The eight pending notifications found by the agent included config changes (target_proofs_hr: 500 → 300 → 500) and instance state transitions (registered → params_done, params_done → bench_done, bench_done → running, params_done → killed). These represented real operational events that the agent needed to process: a new instance had come online and was now producing proofs, another had failed its benchmark and been destroyed. Without the fix, the agent would have continued its fast-path slumber, oblivious to these changes.

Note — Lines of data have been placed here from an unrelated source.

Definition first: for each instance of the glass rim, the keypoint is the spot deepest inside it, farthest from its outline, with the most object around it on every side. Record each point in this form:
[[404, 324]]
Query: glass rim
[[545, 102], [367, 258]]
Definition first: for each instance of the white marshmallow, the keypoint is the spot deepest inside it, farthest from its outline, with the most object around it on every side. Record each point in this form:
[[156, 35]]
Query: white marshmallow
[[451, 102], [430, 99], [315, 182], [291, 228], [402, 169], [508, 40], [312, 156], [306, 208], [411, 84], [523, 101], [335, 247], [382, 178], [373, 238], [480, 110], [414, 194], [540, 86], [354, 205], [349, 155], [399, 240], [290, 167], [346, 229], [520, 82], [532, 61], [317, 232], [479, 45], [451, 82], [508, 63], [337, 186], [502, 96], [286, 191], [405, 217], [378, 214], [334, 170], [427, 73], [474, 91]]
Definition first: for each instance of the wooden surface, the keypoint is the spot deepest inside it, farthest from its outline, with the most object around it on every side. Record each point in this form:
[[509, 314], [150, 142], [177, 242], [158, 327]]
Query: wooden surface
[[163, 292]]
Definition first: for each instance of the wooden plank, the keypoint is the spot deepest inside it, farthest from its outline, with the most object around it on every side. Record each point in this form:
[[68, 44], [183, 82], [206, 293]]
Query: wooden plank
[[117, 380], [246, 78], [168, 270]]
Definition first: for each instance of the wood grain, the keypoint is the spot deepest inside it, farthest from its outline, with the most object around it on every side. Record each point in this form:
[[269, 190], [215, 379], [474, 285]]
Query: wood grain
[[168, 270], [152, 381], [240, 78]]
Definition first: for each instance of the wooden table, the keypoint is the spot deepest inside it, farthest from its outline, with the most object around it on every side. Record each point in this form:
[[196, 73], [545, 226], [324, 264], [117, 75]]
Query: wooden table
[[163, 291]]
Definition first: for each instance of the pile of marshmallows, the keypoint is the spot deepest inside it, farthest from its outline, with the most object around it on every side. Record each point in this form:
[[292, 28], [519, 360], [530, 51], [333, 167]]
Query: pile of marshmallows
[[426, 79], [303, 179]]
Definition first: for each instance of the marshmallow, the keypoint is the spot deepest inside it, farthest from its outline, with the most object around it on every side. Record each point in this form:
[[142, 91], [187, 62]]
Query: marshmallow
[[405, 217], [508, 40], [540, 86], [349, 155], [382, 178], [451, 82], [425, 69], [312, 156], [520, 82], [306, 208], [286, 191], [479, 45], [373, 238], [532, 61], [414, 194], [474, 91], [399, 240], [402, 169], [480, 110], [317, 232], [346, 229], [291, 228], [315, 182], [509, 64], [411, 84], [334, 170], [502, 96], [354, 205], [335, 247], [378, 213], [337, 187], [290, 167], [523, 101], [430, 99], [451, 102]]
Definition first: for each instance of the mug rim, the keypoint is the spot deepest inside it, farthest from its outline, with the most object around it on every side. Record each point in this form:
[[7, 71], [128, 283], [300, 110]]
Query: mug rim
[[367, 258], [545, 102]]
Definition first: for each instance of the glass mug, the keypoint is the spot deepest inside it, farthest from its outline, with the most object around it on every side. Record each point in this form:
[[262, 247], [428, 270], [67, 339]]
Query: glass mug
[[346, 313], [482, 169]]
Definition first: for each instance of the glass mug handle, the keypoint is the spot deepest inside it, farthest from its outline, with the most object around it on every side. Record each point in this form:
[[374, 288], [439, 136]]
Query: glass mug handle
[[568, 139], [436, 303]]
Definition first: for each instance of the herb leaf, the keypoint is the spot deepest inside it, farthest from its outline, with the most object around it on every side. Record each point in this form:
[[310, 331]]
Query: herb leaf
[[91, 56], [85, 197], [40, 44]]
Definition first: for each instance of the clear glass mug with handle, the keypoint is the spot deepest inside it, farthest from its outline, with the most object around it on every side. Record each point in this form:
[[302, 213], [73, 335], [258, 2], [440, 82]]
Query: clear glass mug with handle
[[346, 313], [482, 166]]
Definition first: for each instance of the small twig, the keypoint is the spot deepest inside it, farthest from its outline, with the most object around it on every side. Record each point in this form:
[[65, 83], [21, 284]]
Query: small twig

Assumptions and Design Decisions

Several assumptions underpin this message and the fix it deploys:

The assumption that notifications are meaningful signals. The fix forces an LLM call whenever pending notifications exist, but this assumes that notifications are always worth the agent's attention. In practice, some notifications (like a config change that the user immediately reverted) may be noise. The agent's prompt and reasoning capabilities must distinguish signal from noise—an assumption that places significant trust in the LLM's judgment.

The assumption that run_id=0 is a reliable discriminator. The fix relies on the convention that system-generated notifications carry run_id=0, while agent-generated messages carry the actual run number. This is a fragile coupling: if the Go backend ever changes its notification injection logic and assigns a different run_id, the agent would silently stop detecting pending notifications. No validation or test enforces this invariant.

The assumption that the agent should always act on notifications immediately. The fix does not consider whether some notifications are best handled by deferring action. For example, if an instance transitions to running, the agent might want to wait for a few minutes to confirm stable throughput before making scaling decisions. The current design forces immediate LLM reasoning, which could lead to premature or reactive decisions.

The assumption that SSH access and environment variables are correctly configured. The deployment command hard-codes the API key, model name, and manager URL directly in the SSH invocation. This assumes that the remote environment is stateless and that these credentials are safe to pass on the command line. Any change to the infrastructure (a new API endpoint, a rotated key) would require updating this deployment command.

Input Knowledge Required

To understand this message, the reader needs to know:

Output Knowledge Created

This message produces:

The Thinking Process

The assistant's reasoning in the preceding messages reveals a clear diagnostic chain. In [msg 4690], the assistant identifies the root cause: "The agent's fast-path is skipping the LLM call even when there are state change notifications in the conversation. The issue: state changes are injected with run_id=0 but the fast-path check runs before looking at the conversation." This is a precise technical diagnosis that correctly identifies the ordering problem in the control flow.

The proposed fix—"count pending notifications in the conversation and force an LLM call when there are unprocessed state changes"—is elegant in its simplicity. Rather than restructuring the entire control flow, the assistant adds a single check at the right point: before the fast-path decision, scan the conversation for unread notifications. If any exist, force an LLM call regardless of the numeric projections.

The deployment message itself shows the assistant's operational discipline: test the fix immediately after applying it, using the production configuration, and capture the output to verify correctness. The log line "Found 8 pending notifications" is the smoking gun that confirms the fix is working as intended.

Conclusion

This message is a small deployment of a Python script, but it represents a significant architectural insight for autonomous agent design: an agent that cannot see its own notifications is functionally deaf. The fix is not about adding more data to the agent's context—the data was already there. It is about ensuring the agent's control flow respects that data as a forcing function for reasoning, not merely as passive decoration in a conversation log. For anyone building LLM-driven autonomous systems, this is a lesson worth learning: your agent's awareness is only as good as its willingness to read the mail.